Early diagnosis and advancements in cancer treatment have markedly improved five-year cancer survival rates. By 2026, an anticipated 20.3 million cancer survivors will be living in the United States. On Saturday April 13, 2019, Kathleen Wiley, RN, MSN, AOCNS®, discussed survivorship care and the challenges that nurses are perfectly positioned to address during a clinical chat at the ONS 44th Annual Congress in Anaheim, CA.

Survivorship Care Begins at Diagnosis

Promoting and ensuring comprehensive survivorship care are uphill battles for nurses, Wiley explained. She drew parallels between survivorship care and the challenge of incorporating palliative care throughout the treatment trajectory instead of only at the end of life. Nurses led the charge to ensure palliative care is integrated into treatment plans at the time of diagnosis and are preparing to do the same for survivorship care. Wiley explained that although survivorship care ramps up as treatment plans end and patients reach the end of their treatment trajectory, the same considerations and conversations should begin when treatment starts.

Wiley identified four major components of survivorship care:

  • Prevention of new and recurrent cancers
  • Management of medical and psychosocial late effects of treatment
  • Consideration of cancer and treatment effects
  • Coordination between primary and specialty care

New primary and secondary malignancies (especially leukemia and solid organ malignancies) are a major risk for cancer survivors, and preventative measures and screening tools must be used during cancer care, Wiley said. Combination chemoradiation, especially with an anthracycline and pelvic, chest or abdominal radiation, is a major culprit. Nurses can lead conversations about nutrition, exercise, and healthy lifestyles in preventing new primary or secondary malignancies.

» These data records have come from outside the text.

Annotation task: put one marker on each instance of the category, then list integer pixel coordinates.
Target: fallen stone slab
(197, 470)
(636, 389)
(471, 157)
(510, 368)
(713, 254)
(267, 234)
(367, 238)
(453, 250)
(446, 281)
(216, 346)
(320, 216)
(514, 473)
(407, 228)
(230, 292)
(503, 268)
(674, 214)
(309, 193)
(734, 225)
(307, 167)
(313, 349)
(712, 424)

Models of Survivorship Care

Wiley described three different models for survivorship care. In some cases, the cancer specialty team takes the lead and continues to manage chronic and late effects. In other cases, patients return to their primary care providers for management of chronic and late effects and screening tests. But the most common approach, Wiley noted, is a shared care model, where the cancer team ensures that patients’ primary care team is involved in knowing treatment plans, risks for late and chronic effects, and other components of survivorship care. In that model, both the cancer team and other providers involved in patients’ care play a role in implementing survivorship care. It requires careful collaboration and communication, which oncology nurses can help facilitate.

Survivorship care plans have gained popularity as the Commission on Cancer has required their implementation for a cancer center to obtain accreditation. Wiley emphasized that care plans are patient care tools, not a piece of documentation or a checklist. They must be individualized and considered a working tool to help engage patients and caregivers in conversations, as opposed to a document to complete.

Late Effects in Survivorship

Finally, Wiley reviewed some of the common late effects experienced by cancer survivors based on their treatment plan entailed but emphasized that each patient’s experience is individualized to combination regimens, disease sites, and other factors. Clinicians are challenged because evidence is lacking to outline how frequently patients may require cardiac and pulmonary function tests, laboratory tests, and other diagnostics as part of their survivorship care. But knowing what to look for, including individualized risk based on agents received, can help clinicians stay a step ahead.